A last word is due concerning the knowledge required to support the policy initiatives outlined earlier and the role of EU research policy in generating such knowledge. Along this paper, frequent references were made to the importance of policy-relevant, proactive research for the generation of knowledge needed to design, implement and evaluate biodiversity, climate change, and other sectoral policies. This is particularly true when it comes to introducing new knowledge and perspectives (such as the incorporation of evolutionary processes) into already-established policy fields. Unfortunately, neither the reality of current EU research policy nor its future prospects are any encouraging. Despite the lip service paid to the key importance of research and knowledge in the Biodiversity Strategy and the Adaptation Framework, the forthcoming Framework Programme for Research and Innovation ‘Horizon 2020’ (outlined in the Green Paper COM (2011) 48; see MEMO/11/435) will be dominated by a narrow focus on industrial, technological and end-of-point social innovation, complemented by increases in the funding of blue-sky research through the European Research Council (see also EC 2011). In summary, EU funding of policy-relevant research in biodiversity will be severely cut.

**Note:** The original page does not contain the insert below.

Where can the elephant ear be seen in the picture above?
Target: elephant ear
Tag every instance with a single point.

These budget cuts culminate a decade-long trend towards decreasing innovation in biodiversity research. Framework programme projects have simultaneously increased their size and narrowed their scope during the last decade (notably, within the 6th and 7th FPs) – a decision motivated by the need to reduce the cost and trouble involved in the evaluation and management of the projects, rather than by the drive to improve research quality. This trend was combined with a sharp decrease in transparency during the preparation of the calls – which are increasingly based in proposals derived from ‘expert meetings’ dominated by the very same research teams that subsequently apply for the projects. The result has been a decrease in the originality of FP research projects, which reduced critically the possibility of incorporating innovative knowledge to current and future EU policy. The question remains of whether future ERC projects – a clear success of the 7th FP, attending to their originality and quality – will do the trick. Despite their numerous virtues, ERC projects are granted to single researchers and generally oblivious of (if not openly alien to) EU policy needs. In our view, coupling research to policy initiatives will probably be exceedingly difficult within such funding framework.

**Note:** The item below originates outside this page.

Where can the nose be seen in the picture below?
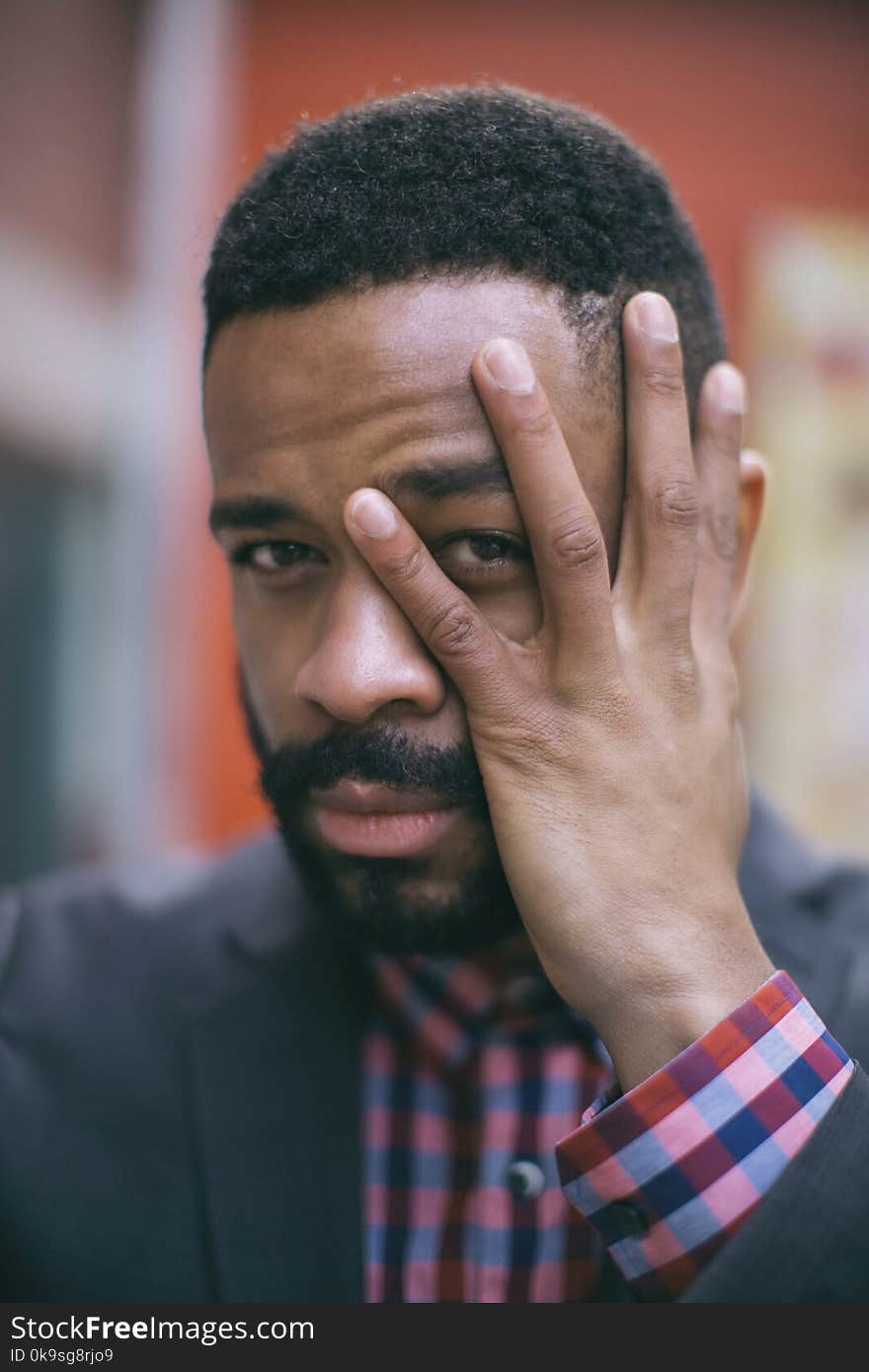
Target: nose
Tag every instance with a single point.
(368, 656)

The intensity and speed of human alterations to the planet’s ecosystems are yielding our static, ahistorical view of biodiversity obsolete. Human actions frequently trigger fast evolutionary responses, drastically affect extant genetic variation (most often, depleting it), and result in the ongoing establishment of new communities and co-evolutionary networks for which we lack past analogues. Our review of international (CBD) and EU biodiversity policy showed numerous opportunities for the integration of evolutionary knowledge, with the realistic prospect of improving their efficacy. Such opportunities should be extended to several sectoral policies of direct relevance for biodiversity – notably, nature conservation, fisheries, agriculture, water resources, spatial planning and climate change. These avenues for improvement are, however, challenged by the low level of enforcement of biodiversity policies and by the decreasing emphasis paid to biodiversity in EU’s research policy.

This article builds on the numerous contributions made during the EPBRS meeting on ‘Evolution and Biodiversity’ (Mallorca, 12–15 April 2010) and the preparatory e-conference chaired by J. Mergeay and managed by F. Grant. The meeting was funded by the Spanish Research Council (CSIC), the Spanish Diversitas Committee, and EU-FW6 project BIOSTRAT. Thanks are also due to J. Amézaga, E. Manrique, F. Pugnaire and R. Zardoya, for their insight and advice on EU and international policy. Funding from EU-FW7 project KNEU and the International Council for Canadian Studies (Canada-Europe Awards) is also gratefully acknowledged.